Por outro lado, há ainda que ter em conta o valor das avaliações das ações nos Estados Unidos, que negoceiam com múltiplos elevados, o que pode levar a uma correção e pressionar o mercado como um todo. "O múltiplo para os próximos 12 meses do S&P500, cerca de 21 vezes (os lucros estimados) é anormalmente elevado face às médias históricas, por conseguinte eu diria que o mercado em geral preferia transacionar em múltiplos menos elevados e dai esperar algum ajustamento, em geral, nos mercados", explica o analista.
Dito isto, em relação ao caso concreto da bolsa portuguesa, em comparação com os restantes mercados europeus, António Seladas diz que "não faz muito sentido comparar índices generalistas, com índices mais pequenos e muito concentrados por sector ou empresa", como é o caso do PSI-20, onde "cerca de 50% do investimento está em quatro empresas".
Mesmo assim, o analista identifica áreas com valor em Lisboa. "O sector do retalho alimentar em Portugal é extraordinariamente competitivo, ainda assim continua a ser um dos preferidos". Outro setor com boas perspetivas é o das telecomunicações.
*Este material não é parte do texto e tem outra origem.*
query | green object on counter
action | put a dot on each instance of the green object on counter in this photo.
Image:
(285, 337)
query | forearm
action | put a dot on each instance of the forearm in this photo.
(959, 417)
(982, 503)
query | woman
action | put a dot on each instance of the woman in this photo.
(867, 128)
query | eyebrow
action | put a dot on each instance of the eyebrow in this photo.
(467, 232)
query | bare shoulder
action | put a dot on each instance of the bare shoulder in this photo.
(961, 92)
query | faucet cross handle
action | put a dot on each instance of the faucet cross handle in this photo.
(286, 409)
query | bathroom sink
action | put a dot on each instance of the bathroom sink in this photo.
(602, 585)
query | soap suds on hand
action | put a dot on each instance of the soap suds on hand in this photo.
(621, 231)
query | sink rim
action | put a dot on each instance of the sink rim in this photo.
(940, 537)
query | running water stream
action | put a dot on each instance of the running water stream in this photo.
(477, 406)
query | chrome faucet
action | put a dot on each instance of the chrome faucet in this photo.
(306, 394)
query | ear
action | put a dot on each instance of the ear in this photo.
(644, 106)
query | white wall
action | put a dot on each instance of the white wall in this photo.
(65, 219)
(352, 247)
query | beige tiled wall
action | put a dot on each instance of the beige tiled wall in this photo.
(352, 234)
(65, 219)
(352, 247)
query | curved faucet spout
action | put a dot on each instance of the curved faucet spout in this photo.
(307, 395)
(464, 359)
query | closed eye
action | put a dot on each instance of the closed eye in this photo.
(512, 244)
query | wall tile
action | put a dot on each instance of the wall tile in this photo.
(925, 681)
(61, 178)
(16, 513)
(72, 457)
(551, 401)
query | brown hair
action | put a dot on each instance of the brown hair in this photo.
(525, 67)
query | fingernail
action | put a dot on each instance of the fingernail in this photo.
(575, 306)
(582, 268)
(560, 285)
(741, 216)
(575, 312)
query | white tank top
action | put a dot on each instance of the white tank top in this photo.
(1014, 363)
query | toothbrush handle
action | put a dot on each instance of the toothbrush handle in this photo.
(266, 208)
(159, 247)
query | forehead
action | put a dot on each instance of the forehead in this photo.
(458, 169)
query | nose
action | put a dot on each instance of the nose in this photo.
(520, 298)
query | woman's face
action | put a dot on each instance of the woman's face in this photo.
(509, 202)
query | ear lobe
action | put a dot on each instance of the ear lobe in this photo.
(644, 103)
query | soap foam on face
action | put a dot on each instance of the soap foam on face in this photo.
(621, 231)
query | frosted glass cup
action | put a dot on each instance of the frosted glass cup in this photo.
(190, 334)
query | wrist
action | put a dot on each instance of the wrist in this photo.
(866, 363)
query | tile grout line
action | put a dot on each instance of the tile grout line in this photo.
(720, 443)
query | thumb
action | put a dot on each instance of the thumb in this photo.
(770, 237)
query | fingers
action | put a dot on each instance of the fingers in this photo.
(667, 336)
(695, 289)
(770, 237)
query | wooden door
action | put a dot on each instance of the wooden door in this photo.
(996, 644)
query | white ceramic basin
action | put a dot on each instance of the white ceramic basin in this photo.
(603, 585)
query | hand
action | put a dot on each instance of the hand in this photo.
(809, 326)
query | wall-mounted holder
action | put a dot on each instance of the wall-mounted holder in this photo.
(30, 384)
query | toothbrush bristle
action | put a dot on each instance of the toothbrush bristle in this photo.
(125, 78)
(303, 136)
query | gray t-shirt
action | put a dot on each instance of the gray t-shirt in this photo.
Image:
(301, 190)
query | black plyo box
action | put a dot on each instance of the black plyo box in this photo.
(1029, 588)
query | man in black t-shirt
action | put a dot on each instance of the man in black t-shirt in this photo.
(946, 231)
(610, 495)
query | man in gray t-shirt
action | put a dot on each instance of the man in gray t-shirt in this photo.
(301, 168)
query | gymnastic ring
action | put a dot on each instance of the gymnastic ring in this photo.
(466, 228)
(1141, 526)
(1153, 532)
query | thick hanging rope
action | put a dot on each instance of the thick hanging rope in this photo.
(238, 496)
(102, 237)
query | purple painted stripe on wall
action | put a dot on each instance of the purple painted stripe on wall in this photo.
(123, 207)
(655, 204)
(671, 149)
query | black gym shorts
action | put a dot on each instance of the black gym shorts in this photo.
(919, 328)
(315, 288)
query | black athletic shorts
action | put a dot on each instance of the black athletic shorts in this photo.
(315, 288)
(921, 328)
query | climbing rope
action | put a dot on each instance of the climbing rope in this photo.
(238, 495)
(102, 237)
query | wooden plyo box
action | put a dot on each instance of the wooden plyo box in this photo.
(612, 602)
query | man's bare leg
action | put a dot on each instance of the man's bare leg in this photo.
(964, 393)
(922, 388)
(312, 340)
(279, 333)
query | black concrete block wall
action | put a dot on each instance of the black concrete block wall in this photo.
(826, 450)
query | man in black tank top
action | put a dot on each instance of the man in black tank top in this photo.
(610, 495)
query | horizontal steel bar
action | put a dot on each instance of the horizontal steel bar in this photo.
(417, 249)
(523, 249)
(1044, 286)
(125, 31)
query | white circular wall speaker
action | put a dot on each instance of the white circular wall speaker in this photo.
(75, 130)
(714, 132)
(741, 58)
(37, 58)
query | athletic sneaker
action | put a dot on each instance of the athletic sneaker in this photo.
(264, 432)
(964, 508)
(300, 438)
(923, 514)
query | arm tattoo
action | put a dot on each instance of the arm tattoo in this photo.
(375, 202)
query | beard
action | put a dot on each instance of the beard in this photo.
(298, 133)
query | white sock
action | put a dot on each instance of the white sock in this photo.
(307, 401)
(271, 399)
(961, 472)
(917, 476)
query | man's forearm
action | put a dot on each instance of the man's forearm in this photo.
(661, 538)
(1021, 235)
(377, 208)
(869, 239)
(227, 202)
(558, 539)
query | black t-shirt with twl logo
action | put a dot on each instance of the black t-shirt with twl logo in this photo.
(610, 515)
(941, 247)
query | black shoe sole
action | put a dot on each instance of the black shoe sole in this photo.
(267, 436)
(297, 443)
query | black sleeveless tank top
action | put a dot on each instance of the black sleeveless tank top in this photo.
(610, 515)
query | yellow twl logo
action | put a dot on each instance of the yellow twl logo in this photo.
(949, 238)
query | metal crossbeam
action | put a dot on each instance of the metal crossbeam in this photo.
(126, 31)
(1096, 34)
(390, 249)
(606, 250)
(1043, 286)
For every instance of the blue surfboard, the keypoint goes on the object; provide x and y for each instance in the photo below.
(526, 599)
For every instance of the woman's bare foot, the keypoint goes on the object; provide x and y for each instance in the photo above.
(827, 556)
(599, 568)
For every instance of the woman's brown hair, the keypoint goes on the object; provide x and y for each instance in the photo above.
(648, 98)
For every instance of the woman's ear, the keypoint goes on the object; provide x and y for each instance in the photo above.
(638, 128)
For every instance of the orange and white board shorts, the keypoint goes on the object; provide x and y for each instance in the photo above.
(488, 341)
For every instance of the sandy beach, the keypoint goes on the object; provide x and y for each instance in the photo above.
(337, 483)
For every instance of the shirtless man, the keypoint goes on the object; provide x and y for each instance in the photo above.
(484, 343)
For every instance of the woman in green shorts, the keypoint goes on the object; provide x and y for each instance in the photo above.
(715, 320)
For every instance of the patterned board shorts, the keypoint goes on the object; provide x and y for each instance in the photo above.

Um grupo que "tem estado debaixo de forte pressão e provavelmente irá continuar devido aos fortes investimentos em fibra ótica, na passagem para o 5G e na forte pressão, que se tem manifestado na falta de ‘pricing power’ ou subida de preços. Ainda assim, é natural que reganhe algum credibilidade à medida que os investimentos são feitos e se espera por um período menos intenso em termos de investimento".
Mário Martins: "Dificilmente o PSI-20 conseguirá atingir o máximo pré-crise da dívida pública"
Mário Martins, analista da ActivTrades, aponta várias dificuldades ao mercado acionista português. Para o especialista, "dificilmente existirão oportunidades num índice sem constituintes do sector tecnológico ou com um elevado nível de tecnologia no seu negócio, como retalhistas com projeção internacional".
"A menos que exista uma revolução no índice nacional, com a entrada de empresas interessantes e com uma aposta fulcral no mercado de capitais por parte do Governo, nomeadamente, ao nível fiscal e de fomento da literacia, dificilmente o PSI-20 conseguirá atingir o máximo pré-crise da dívida pública, quanto mais um máximo histórico", destaca o analista da ActivTrades.
Quanto aos próximos meses, o especialista nota que o sentimento dos investidores vai continuar a ser dominado pelo tema da inflação e "consequentemente da resposta dos bancos centrais à subida do custo de vida e à recuperação da economia, nomeadamente, no ritmo de abrandamento do programa de compras de ativos no curto-prazo e no médio-prazo a subida dos juros".